* This is an excerpt from a presentation I made at Maker Faire, in San Mateo, on May 18 called "Bringing Making Out of the Makerspace". I'll be posting excerpts from that presentation this summer. I started with this post, Part I *
As you can see from the projects I've shown so far, I have a heavy mix of traditional arts and crafts materials with some technical components worked in. That's intentional. I like to mix the familiar with something new. The idea is for kids to say "I can do that". "I can paint". The familiar, the kids can handle on their own, and it gives them confidence. It's important to reaffirm the familiar – it's paint, you've painted before, right? The familiar brings confidence. The new – I demonstrate. I demonstrate to the kids, to the teachers, and any volunteers in the classroom. Then we practice. We light up LEDs. Then we test as we go.
These cards are a great example. This was project with a Primary Maker Club at a local elementary school. They're the Dunlop Dragons – so I put a dragon on the card. This looks like a colouring project, they've done that a million times before. The schematic – definitely new. The construction paper switch? No problem. Painting? Easy. The hardest part of this project is getting the positive and negative legs of LED lined up correctly with the battery. So first, we play with the battery and the LED. I show them how to light up the LED. I ask them to light up their LED just on the battery. Then we put in the card. Next – we test it. Using wires, and a buddy, we make a circuit to see if the LED lights up. Then we paint the circuit carefully. Painting is no problem. How to paint carefully – that is something they are already learning. And we can talk them through what is required to paint carefully to make a circuit.
Okay, so lets get ready. Sometimes, when I visit a class, I have 50 minutes. Sometimes, if I'm coming in for a recess program, I'll have 40. And sometimes – I'll have 25min. As far as supplies go, it's better to have more rather than less. I don't assume they have anything. But I have also found that it is crucial not to spend time handing out parts. I will pre-package everything they need into supply boxes and carry extras with me to use as required. This limits the time we spend getting everything handed out and maximizes the time they spend making.
For supply boxes I use these 8 1/2" x 11" copy boxes from my local office supply store. I stick a page protector on the front for any instructions or visual aids they might need, and I load up the boxes with the tools and components required for them to start working.
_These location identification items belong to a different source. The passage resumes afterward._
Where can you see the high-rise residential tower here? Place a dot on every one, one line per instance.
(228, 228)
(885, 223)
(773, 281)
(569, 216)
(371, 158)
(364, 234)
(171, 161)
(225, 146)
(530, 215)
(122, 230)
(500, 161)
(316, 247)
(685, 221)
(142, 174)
I also spend time prepping for a successful start. It's important that the kids start their projects successfully. A successful start means everyone can get started right away – and then we deal with the problems when they come up. The Prep work I do for one of our Break and Make workshops is a good example of this. These are the workshops where we take things apart. I go through each piece, make sure the first layer of screws are loose, and package it with the right screwdriver. I keep a bigger box of tools that the kids can come look through as they need to, but at least they can get started right away. That's one of my goals of prepwork.